As Mac, apparently satisfied that he had argued every point that he possibly could, left, Herb pinched the bridge of his nose and stared down at his roster again. Cox or Eruzione? It was a difficult choice, but Mac, without knowing it, had echoed so many of the thoughts that had been resounding inside Herb's head over the past few weeks, keeping him from cutting Rizzo. If both his instincts and Mac's were telling him to not only hold onto Rizzo but also elevate him to captain, could he ignore his gut for something as flimsy as statistics?
Statistics could be manipulated to say anything anyone liked, and so they were meaningless compared to the intangibles that made up a quality player and a winning team, he decided and drew a single, black line through Cox's name. He felt like an executioner of hopes more than a coach at that moment, but he thought that all the carnage could be blamed on the number twenty. Twenty was the number that had broken and made so many dreams, defining both those players allowed on the team by this arbitrary number, and those who didn't fit into a slot.
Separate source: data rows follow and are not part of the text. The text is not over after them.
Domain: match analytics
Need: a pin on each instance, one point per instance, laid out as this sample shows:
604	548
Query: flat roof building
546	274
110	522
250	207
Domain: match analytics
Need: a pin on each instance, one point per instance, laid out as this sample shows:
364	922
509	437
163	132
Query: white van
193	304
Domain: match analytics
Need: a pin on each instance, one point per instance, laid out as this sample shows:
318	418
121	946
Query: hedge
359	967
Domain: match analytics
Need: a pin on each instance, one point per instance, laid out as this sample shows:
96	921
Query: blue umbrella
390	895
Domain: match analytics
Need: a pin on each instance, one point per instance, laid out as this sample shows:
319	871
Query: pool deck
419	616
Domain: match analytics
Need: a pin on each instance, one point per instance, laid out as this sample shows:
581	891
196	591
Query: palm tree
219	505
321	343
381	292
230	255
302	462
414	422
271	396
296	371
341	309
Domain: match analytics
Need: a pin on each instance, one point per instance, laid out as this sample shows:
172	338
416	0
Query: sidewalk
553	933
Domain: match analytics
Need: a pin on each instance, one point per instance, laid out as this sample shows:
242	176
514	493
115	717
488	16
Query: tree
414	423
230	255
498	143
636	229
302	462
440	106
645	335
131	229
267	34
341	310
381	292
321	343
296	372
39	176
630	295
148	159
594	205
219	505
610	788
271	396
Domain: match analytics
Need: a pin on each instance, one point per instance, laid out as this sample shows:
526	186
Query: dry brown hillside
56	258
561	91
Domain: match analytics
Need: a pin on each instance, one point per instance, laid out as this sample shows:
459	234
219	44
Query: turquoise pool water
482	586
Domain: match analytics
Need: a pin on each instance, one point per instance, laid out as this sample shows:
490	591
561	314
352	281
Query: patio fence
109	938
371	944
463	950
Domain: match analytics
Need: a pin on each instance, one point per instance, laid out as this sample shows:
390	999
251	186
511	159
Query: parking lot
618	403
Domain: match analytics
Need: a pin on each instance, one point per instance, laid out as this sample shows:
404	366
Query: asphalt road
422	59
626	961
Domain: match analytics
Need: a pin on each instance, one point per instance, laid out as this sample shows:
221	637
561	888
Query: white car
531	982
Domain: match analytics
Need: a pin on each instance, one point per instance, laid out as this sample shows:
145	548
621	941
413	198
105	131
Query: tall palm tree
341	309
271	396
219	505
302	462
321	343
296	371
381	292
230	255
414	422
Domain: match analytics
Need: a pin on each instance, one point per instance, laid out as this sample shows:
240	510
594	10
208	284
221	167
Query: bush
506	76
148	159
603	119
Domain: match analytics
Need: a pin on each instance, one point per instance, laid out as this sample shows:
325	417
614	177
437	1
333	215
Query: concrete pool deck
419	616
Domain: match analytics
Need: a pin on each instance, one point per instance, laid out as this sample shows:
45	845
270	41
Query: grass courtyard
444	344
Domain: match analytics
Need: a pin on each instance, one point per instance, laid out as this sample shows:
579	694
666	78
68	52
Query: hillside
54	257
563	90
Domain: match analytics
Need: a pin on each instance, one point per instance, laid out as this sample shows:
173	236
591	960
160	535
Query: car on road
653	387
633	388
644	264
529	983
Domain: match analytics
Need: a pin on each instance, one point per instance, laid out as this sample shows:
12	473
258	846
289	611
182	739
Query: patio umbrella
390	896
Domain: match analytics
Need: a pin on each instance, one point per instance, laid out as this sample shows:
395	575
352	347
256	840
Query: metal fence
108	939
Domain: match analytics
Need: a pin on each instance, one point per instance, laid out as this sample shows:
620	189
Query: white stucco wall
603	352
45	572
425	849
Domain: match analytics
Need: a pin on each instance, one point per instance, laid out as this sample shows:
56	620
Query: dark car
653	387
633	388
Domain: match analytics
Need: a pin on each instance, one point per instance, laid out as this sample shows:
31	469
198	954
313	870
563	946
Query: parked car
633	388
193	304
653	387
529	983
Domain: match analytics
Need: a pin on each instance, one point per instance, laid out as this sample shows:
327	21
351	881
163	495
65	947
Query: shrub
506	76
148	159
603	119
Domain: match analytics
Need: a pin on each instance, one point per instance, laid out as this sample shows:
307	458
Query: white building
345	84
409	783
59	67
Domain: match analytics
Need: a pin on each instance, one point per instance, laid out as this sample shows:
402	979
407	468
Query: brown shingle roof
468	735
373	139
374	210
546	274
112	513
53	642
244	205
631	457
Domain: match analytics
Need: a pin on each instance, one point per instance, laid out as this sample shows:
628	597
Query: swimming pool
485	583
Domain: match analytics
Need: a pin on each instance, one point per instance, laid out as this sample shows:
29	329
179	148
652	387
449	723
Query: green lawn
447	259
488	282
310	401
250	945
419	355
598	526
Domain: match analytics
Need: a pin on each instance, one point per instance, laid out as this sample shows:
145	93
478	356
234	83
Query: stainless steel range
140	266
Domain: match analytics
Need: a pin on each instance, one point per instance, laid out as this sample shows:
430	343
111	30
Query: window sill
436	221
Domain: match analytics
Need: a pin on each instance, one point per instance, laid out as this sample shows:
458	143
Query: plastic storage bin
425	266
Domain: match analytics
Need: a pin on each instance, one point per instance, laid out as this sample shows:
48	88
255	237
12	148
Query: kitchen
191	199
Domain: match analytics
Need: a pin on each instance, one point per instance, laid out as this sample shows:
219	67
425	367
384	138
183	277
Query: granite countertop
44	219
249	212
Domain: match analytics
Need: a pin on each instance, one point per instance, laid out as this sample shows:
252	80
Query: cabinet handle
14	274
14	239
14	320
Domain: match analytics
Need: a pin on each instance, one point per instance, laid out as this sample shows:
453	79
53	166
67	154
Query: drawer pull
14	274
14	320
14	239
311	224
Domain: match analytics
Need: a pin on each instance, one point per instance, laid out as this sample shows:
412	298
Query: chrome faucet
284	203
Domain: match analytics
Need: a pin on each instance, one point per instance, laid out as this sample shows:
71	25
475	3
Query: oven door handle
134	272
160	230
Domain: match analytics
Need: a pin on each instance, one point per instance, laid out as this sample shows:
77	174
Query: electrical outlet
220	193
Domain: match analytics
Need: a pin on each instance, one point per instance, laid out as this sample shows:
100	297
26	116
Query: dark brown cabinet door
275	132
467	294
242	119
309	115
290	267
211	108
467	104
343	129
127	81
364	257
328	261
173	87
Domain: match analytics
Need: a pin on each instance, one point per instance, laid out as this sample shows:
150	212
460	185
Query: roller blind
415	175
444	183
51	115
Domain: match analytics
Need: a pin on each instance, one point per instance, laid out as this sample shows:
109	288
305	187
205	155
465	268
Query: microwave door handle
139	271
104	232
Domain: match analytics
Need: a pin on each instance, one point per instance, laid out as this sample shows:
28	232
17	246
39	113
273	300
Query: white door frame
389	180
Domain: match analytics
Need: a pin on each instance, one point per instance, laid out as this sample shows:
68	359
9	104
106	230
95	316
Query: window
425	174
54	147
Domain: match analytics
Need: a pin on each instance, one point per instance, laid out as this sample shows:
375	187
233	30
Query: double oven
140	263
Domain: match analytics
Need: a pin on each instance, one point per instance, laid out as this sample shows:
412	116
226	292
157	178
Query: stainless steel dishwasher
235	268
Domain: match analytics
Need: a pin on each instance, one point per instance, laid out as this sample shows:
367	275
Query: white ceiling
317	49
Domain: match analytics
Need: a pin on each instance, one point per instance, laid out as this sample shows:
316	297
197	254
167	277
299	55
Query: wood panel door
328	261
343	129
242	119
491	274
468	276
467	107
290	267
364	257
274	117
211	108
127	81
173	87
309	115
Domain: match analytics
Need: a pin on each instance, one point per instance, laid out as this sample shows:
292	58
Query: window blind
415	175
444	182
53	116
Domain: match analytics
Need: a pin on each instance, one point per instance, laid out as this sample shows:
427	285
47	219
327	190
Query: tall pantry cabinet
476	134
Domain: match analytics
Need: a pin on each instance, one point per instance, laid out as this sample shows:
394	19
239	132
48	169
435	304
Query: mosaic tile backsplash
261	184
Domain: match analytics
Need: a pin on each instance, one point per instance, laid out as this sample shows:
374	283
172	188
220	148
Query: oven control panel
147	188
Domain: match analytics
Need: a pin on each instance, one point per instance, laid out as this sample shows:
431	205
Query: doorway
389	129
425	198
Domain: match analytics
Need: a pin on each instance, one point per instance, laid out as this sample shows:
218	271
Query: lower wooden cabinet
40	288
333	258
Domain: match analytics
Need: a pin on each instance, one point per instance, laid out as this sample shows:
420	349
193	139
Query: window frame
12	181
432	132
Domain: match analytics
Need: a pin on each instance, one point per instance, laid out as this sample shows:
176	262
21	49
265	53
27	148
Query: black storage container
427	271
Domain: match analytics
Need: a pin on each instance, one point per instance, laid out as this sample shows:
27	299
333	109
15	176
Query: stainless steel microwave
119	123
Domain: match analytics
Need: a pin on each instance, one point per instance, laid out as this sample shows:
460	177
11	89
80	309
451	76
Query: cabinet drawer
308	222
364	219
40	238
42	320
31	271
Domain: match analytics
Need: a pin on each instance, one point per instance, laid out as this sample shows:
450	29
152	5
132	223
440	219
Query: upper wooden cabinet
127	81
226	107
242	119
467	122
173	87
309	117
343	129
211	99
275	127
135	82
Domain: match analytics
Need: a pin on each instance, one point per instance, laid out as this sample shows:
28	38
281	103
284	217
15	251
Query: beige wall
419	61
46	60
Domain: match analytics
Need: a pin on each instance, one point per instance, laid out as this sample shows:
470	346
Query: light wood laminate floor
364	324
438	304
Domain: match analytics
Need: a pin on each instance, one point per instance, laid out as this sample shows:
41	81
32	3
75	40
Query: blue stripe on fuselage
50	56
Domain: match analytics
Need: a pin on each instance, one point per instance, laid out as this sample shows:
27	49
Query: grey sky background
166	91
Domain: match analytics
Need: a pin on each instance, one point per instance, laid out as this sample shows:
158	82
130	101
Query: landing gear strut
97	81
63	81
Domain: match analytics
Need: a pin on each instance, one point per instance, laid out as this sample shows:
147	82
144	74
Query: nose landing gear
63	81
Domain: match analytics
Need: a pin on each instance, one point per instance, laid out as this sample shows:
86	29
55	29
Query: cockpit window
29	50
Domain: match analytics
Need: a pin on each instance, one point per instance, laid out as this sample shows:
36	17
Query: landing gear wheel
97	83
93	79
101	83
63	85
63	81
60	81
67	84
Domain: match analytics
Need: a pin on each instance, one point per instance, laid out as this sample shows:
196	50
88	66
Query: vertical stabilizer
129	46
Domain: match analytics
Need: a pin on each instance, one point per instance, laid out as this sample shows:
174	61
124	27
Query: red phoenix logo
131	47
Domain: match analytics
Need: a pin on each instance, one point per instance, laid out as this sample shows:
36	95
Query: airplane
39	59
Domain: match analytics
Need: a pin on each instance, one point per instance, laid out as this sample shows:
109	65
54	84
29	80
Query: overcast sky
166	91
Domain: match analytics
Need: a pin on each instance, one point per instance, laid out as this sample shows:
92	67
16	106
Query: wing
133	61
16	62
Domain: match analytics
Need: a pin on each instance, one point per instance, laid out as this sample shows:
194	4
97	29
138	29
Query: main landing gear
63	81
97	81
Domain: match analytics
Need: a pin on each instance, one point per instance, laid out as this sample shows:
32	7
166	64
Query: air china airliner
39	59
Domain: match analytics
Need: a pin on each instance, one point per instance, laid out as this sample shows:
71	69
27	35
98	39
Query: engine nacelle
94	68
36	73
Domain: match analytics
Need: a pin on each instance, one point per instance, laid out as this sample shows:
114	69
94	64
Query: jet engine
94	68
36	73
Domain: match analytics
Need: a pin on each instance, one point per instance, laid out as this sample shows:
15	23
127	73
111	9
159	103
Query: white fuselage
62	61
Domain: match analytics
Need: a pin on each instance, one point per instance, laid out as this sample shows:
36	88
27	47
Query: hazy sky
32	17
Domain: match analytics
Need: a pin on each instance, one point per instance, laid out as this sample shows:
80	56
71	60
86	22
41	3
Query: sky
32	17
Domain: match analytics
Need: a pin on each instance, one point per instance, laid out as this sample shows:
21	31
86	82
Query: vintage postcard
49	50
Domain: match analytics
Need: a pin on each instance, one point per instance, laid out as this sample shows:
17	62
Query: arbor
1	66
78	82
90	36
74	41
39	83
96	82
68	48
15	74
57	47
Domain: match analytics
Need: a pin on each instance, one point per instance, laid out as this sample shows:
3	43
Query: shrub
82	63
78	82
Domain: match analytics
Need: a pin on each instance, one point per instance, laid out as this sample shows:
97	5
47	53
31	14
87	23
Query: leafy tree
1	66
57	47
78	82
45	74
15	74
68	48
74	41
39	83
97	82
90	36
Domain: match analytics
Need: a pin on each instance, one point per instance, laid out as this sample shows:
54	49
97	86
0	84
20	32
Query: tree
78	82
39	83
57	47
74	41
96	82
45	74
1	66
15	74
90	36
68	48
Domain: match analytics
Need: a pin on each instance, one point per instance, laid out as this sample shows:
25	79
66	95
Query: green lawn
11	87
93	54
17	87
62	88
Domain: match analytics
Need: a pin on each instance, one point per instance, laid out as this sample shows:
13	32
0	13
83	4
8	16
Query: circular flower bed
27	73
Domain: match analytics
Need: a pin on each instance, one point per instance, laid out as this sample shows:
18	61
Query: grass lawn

Rizzo would be one of the twenty to go to Lake Placid, and Cox wouldn't. It was only a pen stroke and an arbitrary number that separated their fates, but Olympic heartbreak and triumph had surely been decided on narrower margins before. That's what Herb told himself anyway, but the young man he had been in 1960 still grieved for everyone who gave everything and ended up with nothing, not even a footnote in history, to show for their efforts.